- Born: 4 March 1914 Albert Park, Victoria, Australia
- Died: 9 August 1988 (aged 74) Melbourne, Victoria, Australia
- Occupations: Trade unionist and activist
- Organization: Australasian Meat Industry Employees Union
- Political party: Labor (1939-1940) Communist (1942-1973)
- Spouse: Edna Mary McMillan (married 1938)
- Children: 1

= George Seelaf =

Australian unionist

 George Seelaf AM (4 April 1914 - 9 August 1988) was an Australian unionist and activist.

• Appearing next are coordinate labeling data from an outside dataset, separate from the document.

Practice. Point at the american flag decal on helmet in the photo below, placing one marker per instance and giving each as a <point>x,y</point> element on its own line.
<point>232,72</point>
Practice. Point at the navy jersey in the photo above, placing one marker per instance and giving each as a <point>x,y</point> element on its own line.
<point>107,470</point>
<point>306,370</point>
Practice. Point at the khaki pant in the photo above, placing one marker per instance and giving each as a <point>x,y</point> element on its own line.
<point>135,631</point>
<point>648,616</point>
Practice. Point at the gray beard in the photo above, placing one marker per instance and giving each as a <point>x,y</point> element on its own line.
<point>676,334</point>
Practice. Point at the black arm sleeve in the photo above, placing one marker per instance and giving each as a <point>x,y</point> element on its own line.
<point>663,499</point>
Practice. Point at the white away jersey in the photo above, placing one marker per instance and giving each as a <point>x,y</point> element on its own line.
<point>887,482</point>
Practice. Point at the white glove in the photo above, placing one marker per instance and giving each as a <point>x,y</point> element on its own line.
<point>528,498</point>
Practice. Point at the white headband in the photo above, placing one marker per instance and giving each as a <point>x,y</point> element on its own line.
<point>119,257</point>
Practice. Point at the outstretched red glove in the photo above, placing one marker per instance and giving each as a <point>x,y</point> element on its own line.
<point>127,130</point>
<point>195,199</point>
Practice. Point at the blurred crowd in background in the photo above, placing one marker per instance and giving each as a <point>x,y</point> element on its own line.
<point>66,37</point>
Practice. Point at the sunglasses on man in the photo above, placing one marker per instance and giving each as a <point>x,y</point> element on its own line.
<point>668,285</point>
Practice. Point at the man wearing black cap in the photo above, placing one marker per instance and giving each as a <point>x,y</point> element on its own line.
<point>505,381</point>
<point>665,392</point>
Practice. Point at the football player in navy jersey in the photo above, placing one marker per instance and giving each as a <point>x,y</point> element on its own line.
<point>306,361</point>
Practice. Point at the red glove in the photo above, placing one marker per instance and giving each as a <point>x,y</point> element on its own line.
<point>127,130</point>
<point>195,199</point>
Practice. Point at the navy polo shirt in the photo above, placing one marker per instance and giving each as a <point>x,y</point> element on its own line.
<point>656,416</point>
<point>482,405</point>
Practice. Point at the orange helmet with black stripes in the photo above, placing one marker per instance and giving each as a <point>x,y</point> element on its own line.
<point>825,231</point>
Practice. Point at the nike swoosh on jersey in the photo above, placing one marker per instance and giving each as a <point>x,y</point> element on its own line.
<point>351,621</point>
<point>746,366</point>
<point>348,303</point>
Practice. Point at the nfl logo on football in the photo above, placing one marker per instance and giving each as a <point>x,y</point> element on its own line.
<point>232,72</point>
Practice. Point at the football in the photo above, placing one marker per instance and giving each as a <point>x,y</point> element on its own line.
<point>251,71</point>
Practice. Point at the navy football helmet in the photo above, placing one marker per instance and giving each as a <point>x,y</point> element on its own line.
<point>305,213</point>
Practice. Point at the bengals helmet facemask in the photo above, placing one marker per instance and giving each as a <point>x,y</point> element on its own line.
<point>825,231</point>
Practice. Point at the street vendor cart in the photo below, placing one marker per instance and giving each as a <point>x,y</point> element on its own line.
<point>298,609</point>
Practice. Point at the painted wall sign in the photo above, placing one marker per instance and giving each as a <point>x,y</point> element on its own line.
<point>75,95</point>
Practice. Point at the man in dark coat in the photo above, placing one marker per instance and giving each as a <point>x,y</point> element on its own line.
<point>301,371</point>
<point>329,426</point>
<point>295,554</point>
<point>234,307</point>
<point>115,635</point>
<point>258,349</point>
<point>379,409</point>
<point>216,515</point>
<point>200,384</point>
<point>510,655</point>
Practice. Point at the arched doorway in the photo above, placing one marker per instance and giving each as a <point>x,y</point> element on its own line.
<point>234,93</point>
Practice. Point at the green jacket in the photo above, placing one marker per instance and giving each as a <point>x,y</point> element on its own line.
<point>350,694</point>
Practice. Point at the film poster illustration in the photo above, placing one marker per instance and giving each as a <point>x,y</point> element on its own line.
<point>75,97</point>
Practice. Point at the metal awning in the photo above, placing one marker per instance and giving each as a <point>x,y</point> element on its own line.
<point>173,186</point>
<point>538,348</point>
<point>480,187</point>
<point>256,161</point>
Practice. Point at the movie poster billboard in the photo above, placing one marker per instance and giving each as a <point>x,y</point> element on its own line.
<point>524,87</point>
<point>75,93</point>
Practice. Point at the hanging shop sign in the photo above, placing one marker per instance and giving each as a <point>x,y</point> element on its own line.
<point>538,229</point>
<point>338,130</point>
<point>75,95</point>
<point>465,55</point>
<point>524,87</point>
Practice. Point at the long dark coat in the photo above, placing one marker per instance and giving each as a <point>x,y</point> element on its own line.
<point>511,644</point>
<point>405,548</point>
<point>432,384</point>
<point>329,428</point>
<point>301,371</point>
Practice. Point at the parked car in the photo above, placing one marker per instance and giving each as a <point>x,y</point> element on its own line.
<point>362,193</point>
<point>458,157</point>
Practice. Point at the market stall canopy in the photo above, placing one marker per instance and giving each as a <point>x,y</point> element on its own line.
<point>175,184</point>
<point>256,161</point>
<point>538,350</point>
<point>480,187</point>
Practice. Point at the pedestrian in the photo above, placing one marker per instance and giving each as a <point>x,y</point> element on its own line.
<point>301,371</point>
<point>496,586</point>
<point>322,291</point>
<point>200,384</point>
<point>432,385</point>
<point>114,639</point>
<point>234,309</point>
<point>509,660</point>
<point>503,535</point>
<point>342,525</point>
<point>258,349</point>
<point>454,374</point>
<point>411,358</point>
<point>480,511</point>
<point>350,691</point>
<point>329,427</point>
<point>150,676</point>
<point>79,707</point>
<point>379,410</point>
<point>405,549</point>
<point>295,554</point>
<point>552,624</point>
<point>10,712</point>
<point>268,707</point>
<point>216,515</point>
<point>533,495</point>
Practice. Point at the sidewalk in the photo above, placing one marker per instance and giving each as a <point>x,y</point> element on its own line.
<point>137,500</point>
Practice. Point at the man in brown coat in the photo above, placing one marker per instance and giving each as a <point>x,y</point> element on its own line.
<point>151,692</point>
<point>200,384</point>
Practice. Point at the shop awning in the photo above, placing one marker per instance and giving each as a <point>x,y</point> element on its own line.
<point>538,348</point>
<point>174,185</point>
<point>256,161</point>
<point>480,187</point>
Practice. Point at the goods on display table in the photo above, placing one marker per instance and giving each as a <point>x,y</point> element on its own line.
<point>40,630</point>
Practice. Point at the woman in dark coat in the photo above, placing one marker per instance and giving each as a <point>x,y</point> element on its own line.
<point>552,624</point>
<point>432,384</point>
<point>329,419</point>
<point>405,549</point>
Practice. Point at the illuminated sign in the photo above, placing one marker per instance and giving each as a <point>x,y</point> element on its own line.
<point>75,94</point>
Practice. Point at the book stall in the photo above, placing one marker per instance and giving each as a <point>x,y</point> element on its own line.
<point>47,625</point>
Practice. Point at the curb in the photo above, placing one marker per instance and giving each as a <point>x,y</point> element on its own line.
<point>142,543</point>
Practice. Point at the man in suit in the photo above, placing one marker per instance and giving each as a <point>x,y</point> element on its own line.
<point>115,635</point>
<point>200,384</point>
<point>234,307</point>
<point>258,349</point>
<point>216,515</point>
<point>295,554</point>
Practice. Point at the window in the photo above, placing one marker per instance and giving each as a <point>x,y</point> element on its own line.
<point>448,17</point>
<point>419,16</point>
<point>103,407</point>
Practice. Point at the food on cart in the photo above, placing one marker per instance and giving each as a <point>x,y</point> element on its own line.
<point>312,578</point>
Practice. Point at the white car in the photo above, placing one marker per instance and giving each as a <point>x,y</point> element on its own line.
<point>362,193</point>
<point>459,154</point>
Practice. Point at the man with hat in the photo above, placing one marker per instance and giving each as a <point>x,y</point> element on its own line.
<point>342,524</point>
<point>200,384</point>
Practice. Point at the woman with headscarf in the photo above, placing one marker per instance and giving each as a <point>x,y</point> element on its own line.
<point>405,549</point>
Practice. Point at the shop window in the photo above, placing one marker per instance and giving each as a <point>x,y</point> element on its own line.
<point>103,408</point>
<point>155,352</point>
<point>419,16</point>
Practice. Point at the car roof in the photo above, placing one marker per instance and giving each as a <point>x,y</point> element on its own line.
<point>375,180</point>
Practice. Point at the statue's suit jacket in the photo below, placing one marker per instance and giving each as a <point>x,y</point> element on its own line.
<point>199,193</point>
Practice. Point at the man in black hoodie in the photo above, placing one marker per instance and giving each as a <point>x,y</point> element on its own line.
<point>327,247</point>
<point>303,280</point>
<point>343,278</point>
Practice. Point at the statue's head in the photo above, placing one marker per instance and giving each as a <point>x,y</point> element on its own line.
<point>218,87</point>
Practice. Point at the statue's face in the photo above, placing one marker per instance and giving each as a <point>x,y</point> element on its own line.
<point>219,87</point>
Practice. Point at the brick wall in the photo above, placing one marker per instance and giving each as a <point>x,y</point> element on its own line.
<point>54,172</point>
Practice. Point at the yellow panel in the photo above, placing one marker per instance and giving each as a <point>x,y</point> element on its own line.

== Early life and family ==
Seelaf was born in Albert Park, the eldest child of George Seelaf, an Estonian labourer at the Port of Melbourne, and Janet Rachel, who was born in Victoria. At three years old, his family moved to Footscray, where he would remain for the rest of his life. He was educated at Hyde Street Primary School and Williamstown High School. Leaving school at the age of thirteen, Seelaf lived the next decade in varying states of employment, including a brief stint at a canister-making factory in South Melbourne, and working at his father's market garden in Lyndhurst.

== Activism ==
In 1936, Seelaf got a temporary job at the meatworks of W. Angliss and Company. There, he encountered a de-skilled, casualised and non-unionised workforce, a consequence of the Great Depression. Seelaf joined the Australasian Meat Industry Employees Union (AMIEU); by 1939, he was the secretary of the Angliss inter-union shop committee. In the same year, he joined the Australian Labor Party, before leaving the next year, and joining the Communist Party of Australia (CPA) in 1942. He continued to further involve himself in CPA and AMIEU affairs; in 1943, Seelaf managed Cecil Herbert Sharpley's campaign for the seat of Footscray, and by 1944, he was an AMIEU union organizer.

In 1947, Seelaf was made Secretary of the AMIEU, a position he would hold for over two decades. Under Seelaf, the AMIEU became a renowned campaigning force. It agitated for both industrial goals, such as shorter hours and better wages, and non-industrial positions, such as opposing antisemitism and homophobia. He also worked to unite city-based unionists with family farmers, believing them to both be victims of large businesses.

In 1957, Seelaf was elected as the representative of the food trade unions, on the executive committee of the Australian Council of Trade Unions (ACTU). However, this was opposed by right-wingers, due to his CPA membership; two years later, he was removed from the executive by one vote. In 1969, Seelaf played a key role in future Prime Minister Bob Hawke's elevation to the ACTU's presidency. He retired from his AMIEU role in 1973, to focus on his community involvement and his family.

== Death and legacy ==
As part of the 1976 Australia Day Honours, Seelaf was made a Member of the Order of Australia, for his "service to the community and to the trade union movement".

Seelaf died on 9 August 1988, having suffered from cancer from at least 1956.